- Directed by: Jaron Henrie-McCrea
- Produced by: Carys Edwards Jaron Henrie-McCrea
- Starring: Danni Smith Tim Lueke Martin Monahan
- Cinematography: Jaron Henrie-McCrea
- Edited by: Eric Scherbarth
- Production company: Jash Pictures
- Distributed by: Uncork'd Entertainment
- Release date: October 4, 2015;
- Running time: 74 minutes
- Country: United States
- Language: English

= The Gateway (2015 film) =

The Gateway, also known as Curtains, is a 2015 horror film directed by Jaron Henrie-McCrea and starring Danni Smith and Tim Lueke as two activists that investigate a series of disappearing shower curtains in Smith's apartment. The film had its world premiere on August 31, 2015, at Film4 FrightFest.

==Plot==
Danni has recently left her job as a hospice nurse in order to become an activist for Whale Savers, a whale conservation group. She also leaves the home of her uncle, Gus, moving into a recently vacated apartment in order to get a new start on life. However soon after she gets settled she discovers that her shower curtains have been disappearing. Danni decides to try to record her bathroom overnight in order to discover what is going on, only to find that her shower curtains are disappearing into a strange portal in her shower wall.

She later brings this up with one of her fellow activists, Tim, who eagerly suggests that she put her contact information on a curtain. This way, if someone finds the curtain the person can call Danni and they can discover the portal's destination. They are contacted by Willy, a drifter that tells them that her curtain appeared in a wooded creek near Poughkeepsie, New York. He volunteers to take them to the area he discovered the curtain, but shortly after arriving he begins huffing paint, bringing out a hostile alter ego named Frankie, and attacking the two activists. They manage to escape the area, but as soon as they arrive back to Danni's apartment they are confronted by the Pale Man, who tells Danni that she is bound to the portal and brands her hand with a symbol. She is also cautioned about putting up another curtain. Ignoring the Pale Man, Danni pulls down the tiles on her shower wall and discovers a strange map. She also puts up a curtain and records its disappearance, noting that certain parts of the map glow. Her investigations are not without repercussions and Danni discovers her uncle dead in his home with the same symbol on her hand branded into his forehead. Through her own investigations and some notes made by her uncle, Danni realizes that the glowing sections of the map mark a specific location near the creek and has Tim put up curtains so she can see where it appears.
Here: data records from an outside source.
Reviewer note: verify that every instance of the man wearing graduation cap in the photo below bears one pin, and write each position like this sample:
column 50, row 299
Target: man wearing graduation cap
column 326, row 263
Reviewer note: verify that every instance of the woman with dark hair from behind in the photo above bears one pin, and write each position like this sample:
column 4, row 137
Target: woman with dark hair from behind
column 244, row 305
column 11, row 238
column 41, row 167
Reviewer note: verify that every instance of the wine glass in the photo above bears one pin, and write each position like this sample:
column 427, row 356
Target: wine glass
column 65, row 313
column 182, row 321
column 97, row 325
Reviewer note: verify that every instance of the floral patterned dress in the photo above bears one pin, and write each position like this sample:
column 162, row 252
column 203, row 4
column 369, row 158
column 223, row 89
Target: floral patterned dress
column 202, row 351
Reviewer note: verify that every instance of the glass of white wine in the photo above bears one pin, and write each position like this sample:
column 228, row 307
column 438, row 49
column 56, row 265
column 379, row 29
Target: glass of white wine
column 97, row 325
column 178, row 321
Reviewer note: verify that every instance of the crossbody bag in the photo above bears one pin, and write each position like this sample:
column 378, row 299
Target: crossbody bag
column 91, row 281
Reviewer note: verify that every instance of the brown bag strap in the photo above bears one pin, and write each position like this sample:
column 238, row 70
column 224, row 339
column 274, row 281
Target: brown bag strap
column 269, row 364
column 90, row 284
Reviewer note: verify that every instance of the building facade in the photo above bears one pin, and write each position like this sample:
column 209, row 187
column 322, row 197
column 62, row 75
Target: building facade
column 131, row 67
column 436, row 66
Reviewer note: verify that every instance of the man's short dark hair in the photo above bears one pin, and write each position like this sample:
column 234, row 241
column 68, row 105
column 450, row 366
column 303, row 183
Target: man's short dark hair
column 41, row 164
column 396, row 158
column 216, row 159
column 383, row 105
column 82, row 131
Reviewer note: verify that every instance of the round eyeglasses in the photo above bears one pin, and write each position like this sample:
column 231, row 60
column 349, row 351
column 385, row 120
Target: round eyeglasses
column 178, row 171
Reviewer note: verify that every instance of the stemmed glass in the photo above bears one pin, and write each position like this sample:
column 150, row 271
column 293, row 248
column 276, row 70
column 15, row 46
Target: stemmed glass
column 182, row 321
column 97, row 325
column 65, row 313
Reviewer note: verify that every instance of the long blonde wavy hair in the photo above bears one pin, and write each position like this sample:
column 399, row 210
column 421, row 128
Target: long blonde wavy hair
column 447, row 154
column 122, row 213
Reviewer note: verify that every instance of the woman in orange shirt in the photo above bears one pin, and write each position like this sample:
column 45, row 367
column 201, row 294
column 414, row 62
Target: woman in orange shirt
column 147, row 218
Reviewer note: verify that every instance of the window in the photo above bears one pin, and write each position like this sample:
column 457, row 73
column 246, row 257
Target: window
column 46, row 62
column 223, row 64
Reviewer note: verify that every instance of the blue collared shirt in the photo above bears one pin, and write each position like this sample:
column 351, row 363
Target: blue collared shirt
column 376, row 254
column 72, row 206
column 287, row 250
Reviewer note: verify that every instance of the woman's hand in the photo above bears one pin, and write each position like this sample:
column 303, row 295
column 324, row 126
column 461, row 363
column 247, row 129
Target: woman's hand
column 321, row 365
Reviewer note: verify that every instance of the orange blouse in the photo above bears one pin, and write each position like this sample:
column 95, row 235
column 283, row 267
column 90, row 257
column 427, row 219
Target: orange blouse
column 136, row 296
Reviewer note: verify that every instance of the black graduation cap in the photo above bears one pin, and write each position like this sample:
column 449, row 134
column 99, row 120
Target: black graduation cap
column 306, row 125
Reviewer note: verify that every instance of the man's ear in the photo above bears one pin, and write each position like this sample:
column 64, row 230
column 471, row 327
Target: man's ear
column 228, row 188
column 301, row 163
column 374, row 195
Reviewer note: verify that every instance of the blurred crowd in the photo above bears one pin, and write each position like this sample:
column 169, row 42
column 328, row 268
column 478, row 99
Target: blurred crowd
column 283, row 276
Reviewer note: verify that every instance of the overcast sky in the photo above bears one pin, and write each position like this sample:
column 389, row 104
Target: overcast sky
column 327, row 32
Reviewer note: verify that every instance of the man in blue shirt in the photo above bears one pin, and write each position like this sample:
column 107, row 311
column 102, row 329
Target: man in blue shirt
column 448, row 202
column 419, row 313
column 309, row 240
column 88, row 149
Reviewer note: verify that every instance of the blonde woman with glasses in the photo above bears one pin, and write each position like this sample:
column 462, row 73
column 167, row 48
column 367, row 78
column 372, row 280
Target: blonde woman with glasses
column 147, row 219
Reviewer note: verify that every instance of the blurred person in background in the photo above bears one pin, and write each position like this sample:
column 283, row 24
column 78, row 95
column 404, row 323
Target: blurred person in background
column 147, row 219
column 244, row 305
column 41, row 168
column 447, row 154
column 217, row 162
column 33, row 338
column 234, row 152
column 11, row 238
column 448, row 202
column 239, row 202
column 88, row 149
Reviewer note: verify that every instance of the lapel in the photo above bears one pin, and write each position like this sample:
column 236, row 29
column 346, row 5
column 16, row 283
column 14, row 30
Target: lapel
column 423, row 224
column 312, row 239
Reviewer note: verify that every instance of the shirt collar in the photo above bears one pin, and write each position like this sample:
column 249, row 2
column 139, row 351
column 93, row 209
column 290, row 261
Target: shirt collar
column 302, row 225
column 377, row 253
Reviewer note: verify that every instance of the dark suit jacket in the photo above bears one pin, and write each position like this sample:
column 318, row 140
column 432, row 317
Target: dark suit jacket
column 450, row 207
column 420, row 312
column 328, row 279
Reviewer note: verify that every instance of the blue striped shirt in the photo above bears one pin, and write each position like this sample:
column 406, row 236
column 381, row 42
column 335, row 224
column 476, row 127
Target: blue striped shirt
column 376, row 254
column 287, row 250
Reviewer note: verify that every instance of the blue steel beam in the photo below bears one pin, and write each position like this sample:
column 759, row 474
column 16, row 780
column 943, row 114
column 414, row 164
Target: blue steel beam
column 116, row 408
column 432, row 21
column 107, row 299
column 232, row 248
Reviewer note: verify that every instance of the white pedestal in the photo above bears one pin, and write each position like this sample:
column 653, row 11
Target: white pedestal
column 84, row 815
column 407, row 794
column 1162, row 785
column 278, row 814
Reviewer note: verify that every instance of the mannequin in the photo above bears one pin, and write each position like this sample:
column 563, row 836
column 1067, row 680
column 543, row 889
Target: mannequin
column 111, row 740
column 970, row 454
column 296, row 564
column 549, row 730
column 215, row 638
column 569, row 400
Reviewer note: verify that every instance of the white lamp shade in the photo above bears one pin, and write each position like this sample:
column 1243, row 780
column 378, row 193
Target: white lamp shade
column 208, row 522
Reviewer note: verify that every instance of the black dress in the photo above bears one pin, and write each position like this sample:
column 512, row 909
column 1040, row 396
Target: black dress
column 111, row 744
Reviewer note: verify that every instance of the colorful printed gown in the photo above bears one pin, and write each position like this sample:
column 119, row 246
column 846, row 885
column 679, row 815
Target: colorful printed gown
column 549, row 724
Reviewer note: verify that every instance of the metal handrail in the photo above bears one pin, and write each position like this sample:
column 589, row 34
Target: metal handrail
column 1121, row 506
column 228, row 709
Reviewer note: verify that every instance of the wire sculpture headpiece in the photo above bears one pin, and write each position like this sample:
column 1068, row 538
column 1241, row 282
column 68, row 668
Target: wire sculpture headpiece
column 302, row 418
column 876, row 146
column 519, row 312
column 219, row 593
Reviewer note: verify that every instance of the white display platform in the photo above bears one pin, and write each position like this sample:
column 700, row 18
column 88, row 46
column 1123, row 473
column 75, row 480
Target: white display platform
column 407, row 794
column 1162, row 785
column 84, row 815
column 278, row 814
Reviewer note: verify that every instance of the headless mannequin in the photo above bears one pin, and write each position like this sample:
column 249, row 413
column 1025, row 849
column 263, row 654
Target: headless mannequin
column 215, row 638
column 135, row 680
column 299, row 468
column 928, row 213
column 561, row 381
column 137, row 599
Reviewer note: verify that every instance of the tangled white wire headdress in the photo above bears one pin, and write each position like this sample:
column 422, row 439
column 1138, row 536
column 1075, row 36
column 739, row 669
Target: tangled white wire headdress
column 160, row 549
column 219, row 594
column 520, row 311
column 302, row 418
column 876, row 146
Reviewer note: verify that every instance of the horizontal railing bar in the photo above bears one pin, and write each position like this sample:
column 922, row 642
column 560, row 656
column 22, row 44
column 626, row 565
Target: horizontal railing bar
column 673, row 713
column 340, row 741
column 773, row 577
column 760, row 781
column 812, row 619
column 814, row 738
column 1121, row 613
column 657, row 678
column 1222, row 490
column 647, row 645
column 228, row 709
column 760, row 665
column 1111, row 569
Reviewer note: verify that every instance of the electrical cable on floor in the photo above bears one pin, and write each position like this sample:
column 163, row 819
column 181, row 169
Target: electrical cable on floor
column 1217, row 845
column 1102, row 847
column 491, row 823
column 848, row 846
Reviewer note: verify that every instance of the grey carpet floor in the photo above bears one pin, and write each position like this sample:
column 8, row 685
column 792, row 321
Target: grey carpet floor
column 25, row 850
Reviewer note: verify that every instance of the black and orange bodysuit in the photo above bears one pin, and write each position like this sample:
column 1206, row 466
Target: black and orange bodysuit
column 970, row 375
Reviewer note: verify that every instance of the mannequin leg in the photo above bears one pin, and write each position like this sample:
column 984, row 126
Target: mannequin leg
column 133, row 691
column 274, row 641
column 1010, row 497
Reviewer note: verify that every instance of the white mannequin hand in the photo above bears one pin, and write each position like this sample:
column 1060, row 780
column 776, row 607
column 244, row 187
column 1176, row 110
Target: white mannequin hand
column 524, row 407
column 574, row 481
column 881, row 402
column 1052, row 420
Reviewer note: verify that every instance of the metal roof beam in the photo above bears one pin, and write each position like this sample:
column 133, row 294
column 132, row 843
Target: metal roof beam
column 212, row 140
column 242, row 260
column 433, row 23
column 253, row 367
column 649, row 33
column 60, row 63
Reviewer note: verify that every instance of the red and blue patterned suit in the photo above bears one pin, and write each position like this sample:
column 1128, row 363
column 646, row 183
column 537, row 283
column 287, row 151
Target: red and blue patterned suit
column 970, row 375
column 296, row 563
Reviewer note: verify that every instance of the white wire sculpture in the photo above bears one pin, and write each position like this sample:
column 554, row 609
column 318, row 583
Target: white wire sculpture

While she is searching the area Danni discovers one of her shower curtains with a monster inside of it, which chases her until the Pale Man appears with several yokels that routinely monitor the portal in order to kill any monsters that come through. They then make her bury the monsters that have come through the curtains as a result of her experimenting with the shower. They're about to murder her when a new monster appears, giving Danni an opening to escape as the monster kills the Pale Man and his helpers. When the monster turns to Danni, she beats it to death and escapes to her apartment. When she returns to her apartment she realizes that the monster was actually Tim, who had discovered her distress and went through the portal with the curtain in order to rescue her. Distraught, Danni takes a shower curtain and transforms herself into one of the monsters. A tabloid is later shown, revealing that a monster implied to be Danni killed the entire crew of the whaler ship Obake Maru, the ship the two had been sidewalk protesting against.

==Cast==
- Danni Smith as Danni
- Tim Lueke as Tim
- Martin Monahan as The Pale Man
- Rick Zahn as Uncle Gus
- Chuck McMahon as Bert
- Preston Lawrence as Preston the Super
- Gregory Konow as Willy

== Reception ==
Bloody Disgusting commented that the movie had a limited appeal and that "It’s light fare for those who enjoy films that are outside of convention, but it’s not one that will be on every fan’s list of repeat viewings." Starburst commented that the film would be a hard sell for broad consumption, but that with the film's then title of Curtains and its premise, it "was always going to be one of the year's most original horror films. Thankfully, it also turns out to be one of the best."

Anton Bitel of Sight and Sound also reviewed the movie, stating "Charming and weird enough to get away with its rough edges, it can along the way seem a bit meandering, especially in its focus on Tim's Save the Whales fixation, but in the end every (narrative) hook on this Curtain fits neatly into place."